Didier Fond présente son nouveau roman "La maison-Dieu"
Le titre m’intrigue : La Maison-Dieu, c’est quoi ? Un couvent ?
Ca l’a été, bien avant le début de l’histoire. Mais ce n’est à présent qu’une grande maison bourgeoise construite sur les ruines de l’ancien couvent et située en haut d’une falaise. Apparemment, elle n’a rien d’inquiétant si ce n’est effectivement son nom.
Je sais que c’est le nom de la seizième lame du jeu de tarots. Mais pourquoi avoir choisi ce nom ?
Parce que sa symbolique correspond parfaitement à ce qui se passe dans le roman : destruction d’une famille, destruction d’une personnalité et d’un psychisme… Tout cela n’est pas bien gai, c’est sûr. Si on regarde attentivement la carte, on s’aperçoit que la signification est claire : le dessin représente une tour foudroyée par un éclair venu du ciel. Deux personnages apparaissent, l’un en train de chuter du haut de la tour décapitée par l’éclair et l’autre gisant au pied de l’édifice. Une pluie de ce qui pourrait être des grêlons, ou des charbons ardents accompagne le cataclysme.

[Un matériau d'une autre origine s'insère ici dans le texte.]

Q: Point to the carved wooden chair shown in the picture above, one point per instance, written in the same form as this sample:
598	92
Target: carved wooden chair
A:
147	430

J’y vois une référence à l’Apocalypse décrite par Saint-Jean, l’anéantissement par Dieu du monde terrestre. Il n’est pas difficile après de passer de ce macrocosme au microcosme qu’est l’univers de Camille, l’héroïne, univers qui se délite petit à petit autour d’elle jusqu’à la catastrophe finale.
D’où t’est venue l’idée de ce troisième roman ?

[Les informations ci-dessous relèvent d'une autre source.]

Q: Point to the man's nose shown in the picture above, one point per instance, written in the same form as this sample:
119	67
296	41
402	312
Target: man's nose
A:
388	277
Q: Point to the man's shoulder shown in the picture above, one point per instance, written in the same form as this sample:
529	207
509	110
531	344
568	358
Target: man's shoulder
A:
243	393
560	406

En ce qui concerne l’idée même, franchement, je n’en sais rien. Je crois que c’est une conjonction de plusieurs influences de romans lus dans ma jeunesse dont l’un était La Terrasse des Bernardini de Suzanne Prou. En fait, le tout premier jet remonte à 1976 : il y avait déjà la falaise, la maison isolée et un mystère qui planait sur ses trois occupantes. Mais l’histoire était d’une incroyable complexité, avec des éléments invraisemblables, bref, cela ne valait pas grand-chose. J’ai mis mon petit cahier dans un tiroir puis quand j’ai déménagé, je l’ai jeté. Mais je n’avais pas oublié ce décor un peu étrange et mes personnages. Bien des années plus tard, j’ai imaginé la trame de La Maison-Dieu en reprenant ce décor et en transformant complètement les personnages.

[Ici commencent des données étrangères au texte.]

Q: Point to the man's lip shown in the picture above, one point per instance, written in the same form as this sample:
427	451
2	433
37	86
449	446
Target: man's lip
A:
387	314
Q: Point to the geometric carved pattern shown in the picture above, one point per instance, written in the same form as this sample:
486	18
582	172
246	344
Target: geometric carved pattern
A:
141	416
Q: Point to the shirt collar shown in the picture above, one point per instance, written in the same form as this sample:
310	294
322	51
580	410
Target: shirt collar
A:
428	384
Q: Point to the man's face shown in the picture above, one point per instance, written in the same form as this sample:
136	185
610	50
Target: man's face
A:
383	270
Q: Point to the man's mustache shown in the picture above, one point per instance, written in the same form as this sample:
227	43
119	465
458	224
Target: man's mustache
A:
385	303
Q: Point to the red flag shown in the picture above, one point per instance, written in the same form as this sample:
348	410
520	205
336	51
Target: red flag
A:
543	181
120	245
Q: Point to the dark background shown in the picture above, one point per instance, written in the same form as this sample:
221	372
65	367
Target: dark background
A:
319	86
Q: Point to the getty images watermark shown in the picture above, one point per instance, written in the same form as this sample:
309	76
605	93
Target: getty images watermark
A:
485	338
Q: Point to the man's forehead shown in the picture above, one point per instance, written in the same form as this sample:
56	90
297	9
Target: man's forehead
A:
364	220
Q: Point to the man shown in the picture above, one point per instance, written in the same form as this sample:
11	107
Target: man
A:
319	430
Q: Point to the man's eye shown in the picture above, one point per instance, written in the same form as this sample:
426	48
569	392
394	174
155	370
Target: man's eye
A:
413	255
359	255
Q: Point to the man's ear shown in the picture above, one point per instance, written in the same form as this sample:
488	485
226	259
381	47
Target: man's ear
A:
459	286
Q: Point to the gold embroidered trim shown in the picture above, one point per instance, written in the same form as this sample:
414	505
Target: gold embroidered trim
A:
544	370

As-tu rencontré des difficultés pour écrire le roman ?
La difficulté a été de choisir un mode de narration. J’ai opté finalement, sur les conseils d’une amie, pour une alternance de points de vue. On pourrait dire que c’est un roman polyphonique dans la mesure où trois voix se font entendre : celle de Camille, l’héroïne, celle de sa grand-tante Henriette et celle du narrateur omniscient. Les deux premières demandaient une caractérisation de leur voix ce que j’ai grosso modo fait, en essayant de leur trouver un style à elles ; ce n’est toutefois rien comparé au roman qui va suivre La Maison-Dieu et qui, lui, est vraiment polyphonique. Mais on verra ça quand il aura été référencé à son tour…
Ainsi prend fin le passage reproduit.